LETTER FROM LONDON HEADLINES, 7/1/02 |
Kewley Leaves Scholastic |
Stoppard to Adapt Pullman; Potter #5 Waits on Rowling |
Puffin Reshaping |
Time Warner Launches New Teen List |
Usborne Moves into Fiction |
Celebrating Children's Books |
The success of children's books continues to be celebrated throughout the U.K. In London, the National Portrait Gallery is showing Beatrix Potter to Harry Potter: Children's Authors and Illustrators Through the Twentieth Century. The exhibition includes 54 portraits of the creators of cultural icons such as Peter Rabbit, Peter Pan, Noddy, Charlie Bucket and, of course, Harry Potter, alongside memorabilia such as J.K. Rowling's handwritten first drafts and the typewriter on which Enid Blyton banged out up to 10,000 words a day. The portraits range from the well-known portrait of Potter as an old woman in her beloved Lake District and Lord Snowdon's distinctive photograph of J.R.R. Tolkien posed magisterially under an enormous tree, to images of more recent writers such as Philip Pullman, who is shown outside the shed in which he writes. The exhibition remains at the National Portrait Gallery until August 26 and will open in Durham in December before moving to Brighton and Canterbury in 2003.
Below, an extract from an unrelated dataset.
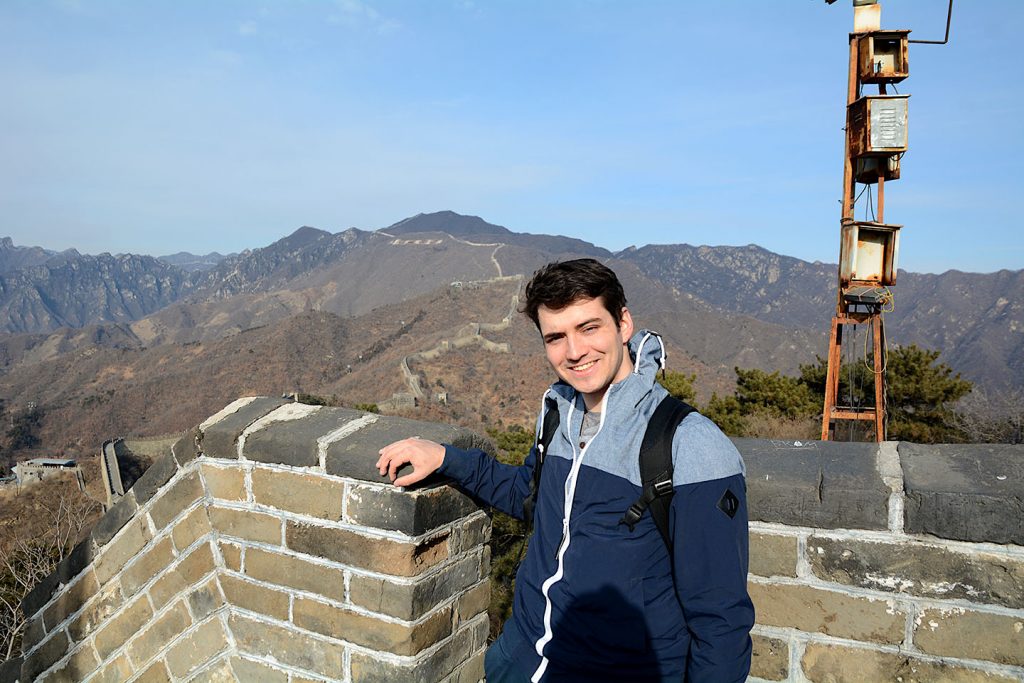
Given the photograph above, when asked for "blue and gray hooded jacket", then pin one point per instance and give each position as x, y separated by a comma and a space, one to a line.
597, 601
In Newcastle, Magic Pencil: Children's Book Illustration Today is on show at the Laing Art Gallery. Selected by Quentin Blake, it is an exhibition of original artwork designed to show the talent of contemporary illustrators. The 13 illustrators displayed include Blake himself, Shirley Hughes, Raymond Briggs, John Burningham, Tony Ross, Michael Foreman, Patrick Benson and newcomers Sara Fanelli and Lauren Child. The exhibition, devised and organized by the British Council, remains in Newcastle until September 15, before moving to the British Museum in London from November 2002 to March 2003.
In Edinburgh, This Book Belongs to Me, a celebration of children's books from Tom Thumb to Harry Potter, opened last month at the National Library of Scotland. The exhibition of books and manuscripts, which includes first editions dating back to 1682 as well as another draft from J.K. Rowling, is open until the end of October.